With REST APIs, in addition to the HTTP methods, other factors including the HTTP status codes and their meanings are also defined. The following listing gives a brief overview.

  • 200: OK, no errors occurred
  • 201: Object has been created
  • 204: No contents – indicates that an action was successful but did not return any content
  • 206: Partial contents – used e.g. with paginated content
  • 400: Invalid request – standard response code if request was not valid
  • 401: Unauthorized – either the user is not authorized or a log-in is required
  • 403: Denied – the user is logged in but is not authorized to perform this action
  • 404: Not found – the desired resource or endpoint does not exist
  • 500: Internal server error – should not normally occur, but indicates that an unexpected error has occurred at the server while processing the request
  • 503: Service not available – indicates that the requested resource or endpoint is temporarily unavailable

The use of these status codes is not mandatory, but if development is to be REST-compliant, they are indispensable.

Summary

In a time in which rich internet applications (RIA) and single-page applications such as Angular or even React are enjoying immense popularity and in which apps for mobile devices must also access central master data ever more frequently, it is increasingly important that consistent communications channels are used.

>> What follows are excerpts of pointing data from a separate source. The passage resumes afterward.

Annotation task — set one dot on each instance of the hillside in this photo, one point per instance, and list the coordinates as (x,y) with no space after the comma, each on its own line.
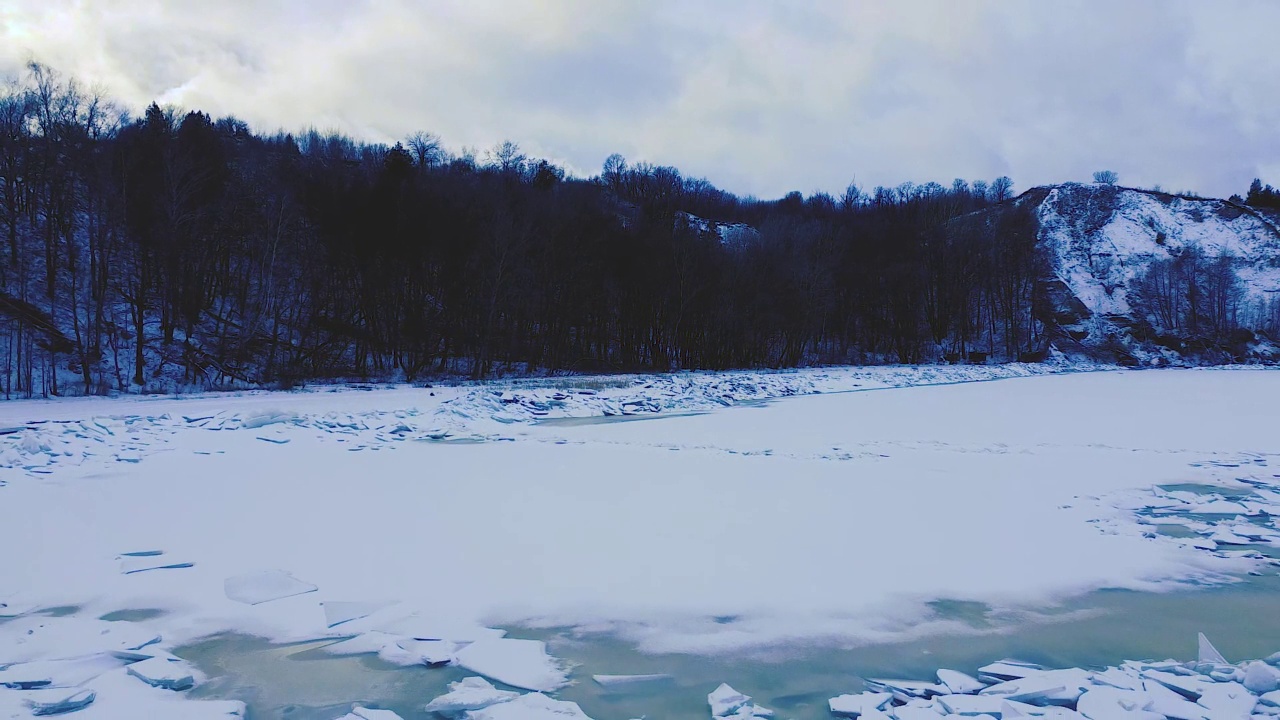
(1148,277)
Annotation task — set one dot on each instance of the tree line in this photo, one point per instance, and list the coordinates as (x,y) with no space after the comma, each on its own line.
(179,250)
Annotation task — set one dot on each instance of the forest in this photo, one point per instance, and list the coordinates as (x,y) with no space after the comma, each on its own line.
(177,250)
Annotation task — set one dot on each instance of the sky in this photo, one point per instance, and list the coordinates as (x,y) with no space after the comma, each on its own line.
(760,98)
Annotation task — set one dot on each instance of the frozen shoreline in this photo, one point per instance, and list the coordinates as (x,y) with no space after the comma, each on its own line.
(702,533)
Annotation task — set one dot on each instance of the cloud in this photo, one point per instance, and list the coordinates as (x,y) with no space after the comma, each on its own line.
(760,98)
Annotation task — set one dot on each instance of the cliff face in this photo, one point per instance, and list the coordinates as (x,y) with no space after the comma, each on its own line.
(1148,278)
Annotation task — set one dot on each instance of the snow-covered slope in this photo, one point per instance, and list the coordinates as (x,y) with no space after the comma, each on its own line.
(1105,245)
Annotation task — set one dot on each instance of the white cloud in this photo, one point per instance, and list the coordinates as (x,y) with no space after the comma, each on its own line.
(760,98)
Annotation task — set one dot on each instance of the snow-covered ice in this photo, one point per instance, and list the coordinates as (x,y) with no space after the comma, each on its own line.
(164,671)
(1013,493)
(855,705)
(469,693)
(370,714)
(728,703)
(265,586)
(533,706)
(626,680)
(520,664)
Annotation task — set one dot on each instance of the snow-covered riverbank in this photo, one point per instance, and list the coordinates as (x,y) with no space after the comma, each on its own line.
(832,518)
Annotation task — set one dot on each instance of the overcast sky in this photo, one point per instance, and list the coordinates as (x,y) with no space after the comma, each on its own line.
(758,96)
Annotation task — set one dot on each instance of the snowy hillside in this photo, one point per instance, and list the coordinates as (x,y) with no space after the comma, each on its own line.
(1156,267)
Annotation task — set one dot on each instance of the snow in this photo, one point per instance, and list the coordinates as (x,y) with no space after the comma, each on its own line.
(1114,703)
(728,703)
(369,714)
(1261,678)
(336,613)
(520,664)
(387,542)
(469,693)
(168,673)
(626,680)
(265,586)
(533,706)
(855,705)
(1207,652)
(959,682)
(1100,256)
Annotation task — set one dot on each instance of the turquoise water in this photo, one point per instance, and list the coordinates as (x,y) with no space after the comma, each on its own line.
(301,682)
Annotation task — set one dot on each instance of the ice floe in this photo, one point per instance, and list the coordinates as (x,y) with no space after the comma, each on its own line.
(728,703)
(625,680)
(855,705)
(516,662)
(469,693)
(265,586)
(533,706)
(359,712)
(336,613)
(164,671)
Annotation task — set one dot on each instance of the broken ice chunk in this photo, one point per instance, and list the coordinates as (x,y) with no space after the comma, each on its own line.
(1052,687)
(728,703)
(435,629)
(59,701)
(533,706)
(1261,678)
(1170,703)
(855,705)
(1191,688)
(469,693)
(1207,652)
(256,588)
(149,560)
(1008,670)
(616,680)
(1228,700)
(58,673)
(1114,703)
(164,671)
(905,689)
(336,613)
(521,664)
(359,712)
(915,712)
(978,705)
(959,683)
(1118,678)
(429,652)
(31,637)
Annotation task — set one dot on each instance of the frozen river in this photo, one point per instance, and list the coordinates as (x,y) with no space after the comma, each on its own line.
(787,547)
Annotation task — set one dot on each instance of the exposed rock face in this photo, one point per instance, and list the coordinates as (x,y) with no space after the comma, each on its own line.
(1143,277)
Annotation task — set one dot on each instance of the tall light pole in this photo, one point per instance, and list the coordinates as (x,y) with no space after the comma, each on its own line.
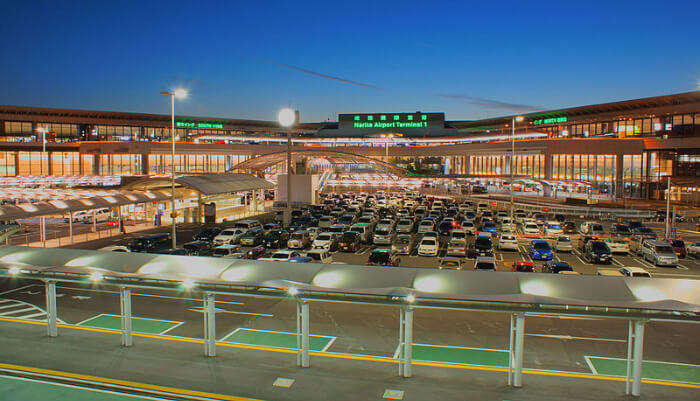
(179,93)
(287,117)
(512,162)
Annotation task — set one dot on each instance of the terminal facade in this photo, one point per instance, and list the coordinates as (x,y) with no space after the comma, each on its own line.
(625,148)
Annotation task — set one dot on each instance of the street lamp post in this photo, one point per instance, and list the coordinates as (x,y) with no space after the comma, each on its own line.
(287,117)
(179,93)
(512,162)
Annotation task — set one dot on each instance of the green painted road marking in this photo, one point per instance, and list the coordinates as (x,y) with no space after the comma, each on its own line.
(277,339)
(138,324)
(461,355)
(656,370)
(16,388)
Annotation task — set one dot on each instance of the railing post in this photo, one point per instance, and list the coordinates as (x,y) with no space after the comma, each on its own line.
(637,352)
(125,298)
(209,325)
(302,333)
(517,342)
(51,311)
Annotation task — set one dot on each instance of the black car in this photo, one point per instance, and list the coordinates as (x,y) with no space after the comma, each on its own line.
(383,257)
(198,248)
(151,243)
(349,242)
(597,252)
(482,246)
(556,267)
(276,239)
(207,234)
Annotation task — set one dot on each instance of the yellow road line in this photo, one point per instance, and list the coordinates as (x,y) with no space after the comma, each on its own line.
(363,357)
(125,383)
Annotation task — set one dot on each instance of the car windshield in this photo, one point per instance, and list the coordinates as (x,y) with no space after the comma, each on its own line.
(379,257)
(664,248)
(541,246)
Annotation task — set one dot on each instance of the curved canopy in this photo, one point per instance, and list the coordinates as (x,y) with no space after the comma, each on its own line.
(493,290)
(332,156)
(206,184)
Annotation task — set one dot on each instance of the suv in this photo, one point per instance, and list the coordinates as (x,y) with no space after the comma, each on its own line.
(659,253)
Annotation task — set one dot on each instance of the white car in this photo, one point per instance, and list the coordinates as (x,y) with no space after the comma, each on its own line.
(563,244)
(618,245)
(457,247)
(228,236)
(428,247)
(507,241)
(324,241)
(552,228)
(530,229)
(282,256)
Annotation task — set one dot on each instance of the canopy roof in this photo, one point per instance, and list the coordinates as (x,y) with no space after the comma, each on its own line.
(334,157)
(678,298)
(207,184)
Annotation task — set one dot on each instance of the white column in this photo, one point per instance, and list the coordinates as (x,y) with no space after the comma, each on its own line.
(125,298)
(209,325)
(51,311)
(517,342)
(302,334)
(405,341)
(638,348)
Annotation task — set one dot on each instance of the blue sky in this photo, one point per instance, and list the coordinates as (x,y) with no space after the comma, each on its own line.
(248,59)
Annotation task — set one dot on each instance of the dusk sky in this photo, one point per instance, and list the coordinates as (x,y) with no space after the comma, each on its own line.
(248,59)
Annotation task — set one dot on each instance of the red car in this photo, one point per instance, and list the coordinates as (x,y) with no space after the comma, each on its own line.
(524,267)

The use of REST-compliant (RESTful) APIs makes this relatively straightforward to realize in practice.

What was not discussed in these examples, however, for the sake of simplicity, is securing the APIs. This point is particularly relevant where data can be modified. There is a very wide spectrum of possible variants – from simple tokens (such as JSON web tokens, JWTs) through to complex OAuth authentication.